There is a great need for research involving the costs in providing OMT for musculoskeletal conditions [25]. Because providing OMT requires a substantial investment of physician time, often over many treatment sessions, simply documenting less concomitant drug or physical therapy use during the course of OMT may not be accepted as evidence of value by the purchasers of health care services. Cost-effectiveness analysis and cost-utility analysis are two established methods that should be used to study the cost implications of OMT.

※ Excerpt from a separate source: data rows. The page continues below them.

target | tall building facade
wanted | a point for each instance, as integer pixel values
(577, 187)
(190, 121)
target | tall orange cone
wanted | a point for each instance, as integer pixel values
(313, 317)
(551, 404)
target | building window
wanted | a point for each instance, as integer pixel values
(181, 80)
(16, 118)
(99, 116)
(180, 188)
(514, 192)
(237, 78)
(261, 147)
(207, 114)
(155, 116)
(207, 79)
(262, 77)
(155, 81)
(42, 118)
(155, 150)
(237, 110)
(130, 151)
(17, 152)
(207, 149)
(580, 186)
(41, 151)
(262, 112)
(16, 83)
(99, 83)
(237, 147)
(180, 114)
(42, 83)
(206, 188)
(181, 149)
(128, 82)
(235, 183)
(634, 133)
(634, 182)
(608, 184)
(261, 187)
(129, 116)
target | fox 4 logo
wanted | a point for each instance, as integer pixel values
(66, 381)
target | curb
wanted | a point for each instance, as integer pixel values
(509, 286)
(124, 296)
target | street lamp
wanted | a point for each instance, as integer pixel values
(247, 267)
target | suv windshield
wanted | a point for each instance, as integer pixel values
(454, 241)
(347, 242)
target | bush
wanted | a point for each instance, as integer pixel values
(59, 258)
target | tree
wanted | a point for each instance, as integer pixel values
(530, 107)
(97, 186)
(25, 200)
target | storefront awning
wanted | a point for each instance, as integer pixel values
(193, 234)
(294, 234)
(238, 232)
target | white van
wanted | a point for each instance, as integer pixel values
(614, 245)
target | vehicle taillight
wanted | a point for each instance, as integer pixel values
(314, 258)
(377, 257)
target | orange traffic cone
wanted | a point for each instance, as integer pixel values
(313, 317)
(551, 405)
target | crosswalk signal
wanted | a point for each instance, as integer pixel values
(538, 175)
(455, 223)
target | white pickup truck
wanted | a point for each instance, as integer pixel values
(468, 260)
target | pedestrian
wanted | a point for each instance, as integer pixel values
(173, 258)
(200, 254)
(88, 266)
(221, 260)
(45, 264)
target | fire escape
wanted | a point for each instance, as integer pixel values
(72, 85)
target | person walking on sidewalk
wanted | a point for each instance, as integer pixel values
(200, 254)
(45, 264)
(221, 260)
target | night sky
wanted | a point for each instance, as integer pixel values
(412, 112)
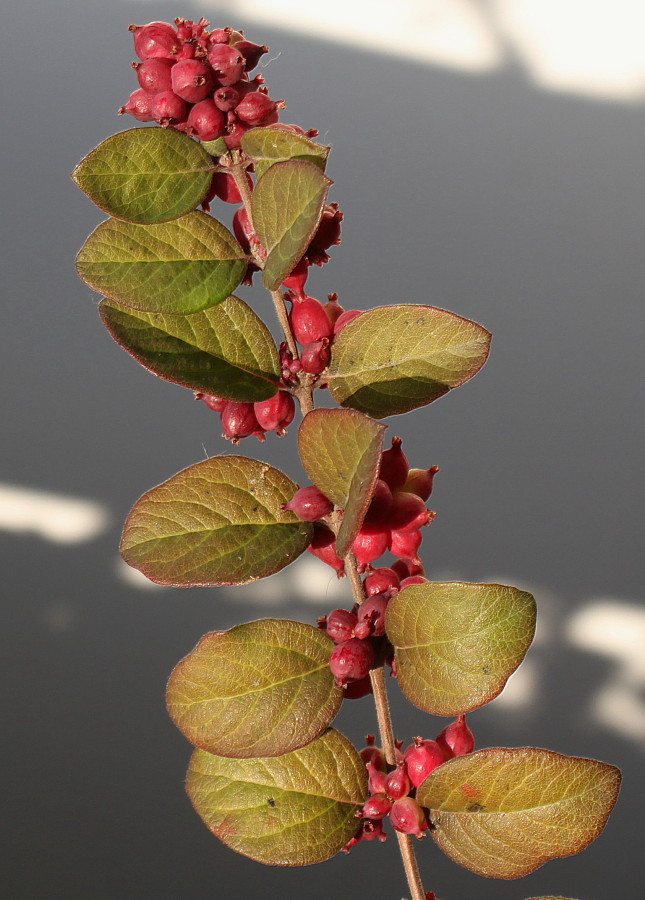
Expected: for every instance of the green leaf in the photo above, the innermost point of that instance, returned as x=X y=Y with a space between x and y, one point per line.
x=392 y=359
x=291 y=810
x=260 y=689
x=146 y=175
x=340 y=450
x=503 y=812
x=182 y=266
x=217 y=522
x=267 y=146
x=225 y=350
x=456 y=644
x=286 y=207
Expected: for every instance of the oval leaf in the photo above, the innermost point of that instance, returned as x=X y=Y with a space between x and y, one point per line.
x=260 y=689
x=270 y=145
x=291 y=810
x=456 y=644
x=146 y=175
x=286 y=207
x=503 y=812
x=217 y=522
x=225 y=350
x=340 y=450
x=395 y=358
x=182 y=266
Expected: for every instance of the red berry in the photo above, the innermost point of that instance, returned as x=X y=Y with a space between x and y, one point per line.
x=394 y=465
x=192 y=80
x=422 y=758
x=419 y=481
x=380 y=580
x=238 y=421
x=205 y=121
x=275 y=413
x=309 y=321
x=138 y=105
x=309 y=504
x=156 y=39
x=407 y=816
x=351 y=660
x=154 y=75
x=456 y=739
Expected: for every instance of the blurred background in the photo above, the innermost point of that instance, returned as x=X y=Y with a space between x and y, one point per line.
x=488 y=157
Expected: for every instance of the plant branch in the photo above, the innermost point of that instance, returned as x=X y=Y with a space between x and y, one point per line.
x=381 y=702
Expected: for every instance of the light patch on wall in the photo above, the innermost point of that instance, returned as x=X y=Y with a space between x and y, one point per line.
x=54 y=517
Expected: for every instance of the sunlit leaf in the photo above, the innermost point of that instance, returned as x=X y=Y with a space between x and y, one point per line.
x=225 y=350
x=340 y=450
x=182 y=266
x=286 y=207
x=290 y=810
x=395 y=358
x=503 y=812
x=266 y=146
x=260 y=689
x=456 y=644
x=219 y=521
x=146 y=175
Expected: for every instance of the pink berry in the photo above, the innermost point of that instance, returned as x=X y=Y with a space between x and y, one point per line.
x=275 y=413
x=154 y=75
x=205 y=121
x=168 y=109
x=351 y=660
x=138 y=105
x=456 y=739
x=419 y=481
x=238 y=421
x=156 y=39
x=394 y=465
x=309 y=321
x=192 y=80
x=407 y=816
x=422 y=758
x=309 y=503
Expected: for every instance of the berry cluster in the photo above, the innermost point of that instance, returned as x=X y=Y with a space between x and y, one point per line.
x=392 y=789
x=240 y=419
x=197 y=81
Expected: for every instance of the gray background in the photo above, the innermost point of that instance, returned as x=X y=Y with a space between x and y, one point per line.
x=516 y=207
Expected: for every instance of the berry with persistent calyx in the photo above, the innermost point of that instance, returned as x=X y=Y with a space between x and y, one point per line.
x=205 y=121
x=351 y=660
x=370 y=543
x=339 y=624
x=192 y=80
x=217 y=404
x=156 y=39
x=420 y=481
x=405 y=544
x=309 y=503
x=315 y=356
x=421 y=758
x=275 y=413
x=394 y=465
x=308 y=319
x=380 y=580
x=139 y=105
x=408 y=817
x=227 y=62
x=154 y=75
x=323 y=545
x=457 y=739
x=397 y=783
x=238 y=421
x=168 y=109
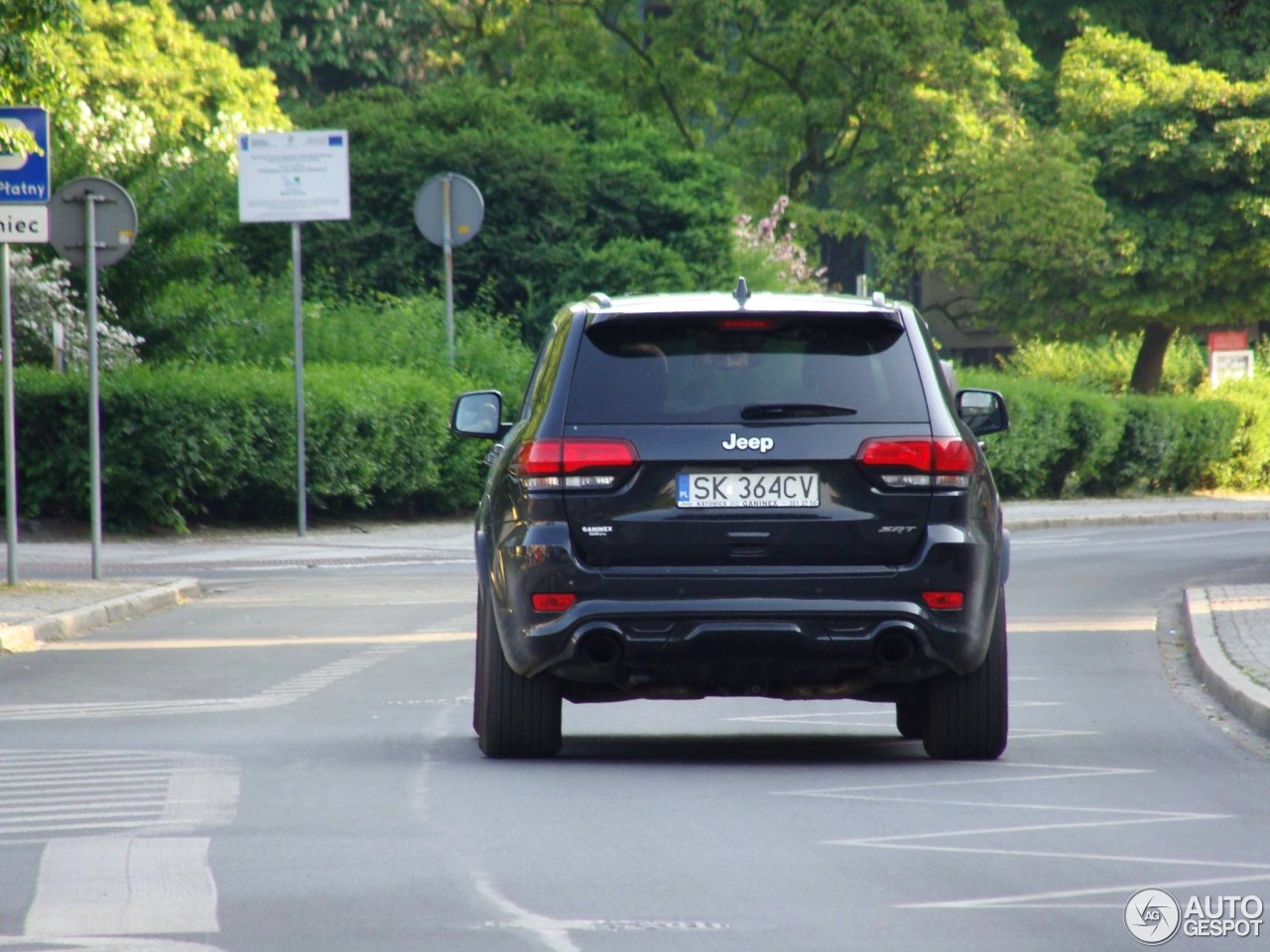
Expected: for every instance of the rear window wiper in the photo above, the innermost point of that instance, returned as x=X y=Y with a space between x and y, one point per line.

Cost-utility analysis is particularly attractive for studying the effects of OMT provided as a complement to conventional medical treatment for low back pain. This approach measures the incremental costs of OMT needed to achieve an incremental improvement in health, often measured in quality-adjusted life years (QALYs). The costs of providing OMT in an ambulatory setting are often straightforward, and either can be directly measured by the health care provider or estimated using explanation of benefits statements or other third-party billing data. Recent advances in econometric modeling have led to the development of algorithms for converting common outcomes data, such as the Medical Outcomes Study SF-36, into QALYs [26]. Thus, these two elements of a cost-utility analysis (incremental OMT costs and incremental health benefits) can be used to compare conventional medical treatment + OMT with conventional medical treatment only in the management of low back pain.

Conclusion

Musculoskeletal conditions, such as low back pain, are prevalent in the United States. These conditions exact an enormous toll on society, both in terms of their detrimental impact on quality of life and on the costs of treatment and lost productivity. Osteopathic physicians, as common providers of primary care services and spinal manipulation, are ideally positioned to lead future research efforts in this field. The emergence of data and standards relevant to OMT outcomes, refinement of research methodologies to enhance evidence-based medicine, and investments in developing osteopathic research infrastructure are all critical elements in moving this field of research forward.